Column authentication_type: Identifies a specific authentication type. More than 1 authentication type may be available to some parties.

Column authent_token: An authentication token for the party for the given authentication type. If we were using plaintext passwords (do not do this), this would be where the password would be stored.

A.1.17. Deferred Install Table

create table veil2.deferred_install (
  install_time timestamp with time zone not null);

alter table veil2.deferred_install enable row level security;

This table is used solely to provide a hook for a trigger. By inserting into this table, a trigger is fired which will cause any user-provided veil2 objects to replace their equivalent system-provided ones.

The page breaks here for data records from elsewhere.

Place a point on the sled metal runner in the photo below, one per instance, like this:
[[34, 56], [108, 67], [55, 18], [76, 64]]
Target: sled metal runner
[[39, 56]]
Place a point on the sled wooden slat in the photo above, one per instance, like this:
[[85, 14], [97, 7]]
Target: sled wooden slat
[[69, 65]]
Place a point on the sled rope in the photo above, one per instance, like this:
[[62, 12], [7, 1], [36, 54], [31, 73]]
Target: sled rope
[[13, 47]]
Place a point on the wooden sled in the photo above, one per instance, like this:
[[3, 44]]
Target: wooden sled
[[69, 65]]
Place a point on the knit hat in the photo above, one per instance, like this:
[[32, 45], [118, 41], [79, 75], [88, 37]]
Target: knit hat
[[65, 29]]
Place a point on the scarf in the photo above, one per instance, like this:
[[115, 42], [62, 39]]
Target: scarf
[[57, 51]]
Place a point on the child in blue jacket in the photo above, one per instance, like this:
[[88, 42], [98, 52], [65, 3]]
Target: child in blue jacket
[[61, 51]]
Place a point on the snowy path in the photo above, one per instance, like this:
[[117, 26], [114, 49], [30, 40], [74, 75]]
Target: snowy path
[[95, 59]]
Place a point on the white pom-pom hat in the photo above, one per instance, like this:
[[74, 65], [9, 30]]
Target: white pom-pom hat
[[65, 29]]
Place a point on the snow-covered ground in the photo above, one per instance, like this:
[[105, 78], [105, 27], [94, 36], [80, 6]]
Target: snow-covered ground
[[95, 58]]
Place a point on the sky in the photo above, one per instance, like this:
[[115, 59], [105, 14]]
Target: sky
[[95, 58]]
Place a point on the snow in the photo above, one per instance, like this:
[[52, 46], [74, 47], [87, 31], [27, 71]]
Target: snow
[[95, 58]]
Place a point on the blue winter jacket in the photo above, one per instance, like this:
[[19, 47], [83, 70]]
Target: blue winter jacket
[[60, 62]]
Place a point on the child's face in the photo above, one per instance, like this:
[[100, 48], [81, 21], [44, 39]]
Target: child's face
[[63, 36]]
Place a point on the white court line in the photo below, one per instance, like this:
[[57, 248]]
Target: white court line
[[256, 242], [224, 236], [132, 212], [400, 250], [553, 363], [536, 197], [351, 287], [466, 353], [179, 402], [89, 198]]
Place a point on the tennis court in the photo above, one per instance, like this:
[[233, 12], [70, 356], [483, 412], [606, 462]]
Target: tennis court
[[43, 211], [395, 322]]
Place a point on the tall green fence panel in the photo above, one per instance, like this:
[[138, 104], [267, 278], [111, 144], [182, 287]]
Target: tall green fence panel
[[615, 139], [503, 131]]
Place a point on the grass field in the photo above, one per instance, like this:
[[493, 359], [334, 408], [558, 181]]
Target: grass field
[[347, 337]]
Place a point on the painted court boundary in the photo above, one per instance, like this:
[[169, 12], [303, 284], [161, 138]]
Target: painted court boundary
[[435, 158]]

The trigger on this table is:

create trigger deferred_install_trg
  after insert
  on veil2.deferred_install
  for each statement
  execute function veil2.deferred_install_fn();

This trigger exists to allow inserts into the deferred install table to cause user-provided functions and views to be installed after the current system-provided functions have completed running. This is to prevent the function that inserts into the table from being overwritten while it is still running. PostgreSQL may handle this well, I don't know - but I see no reason to stress the implementation any further than I must.

See function get_accessor() for an example of the use of this table.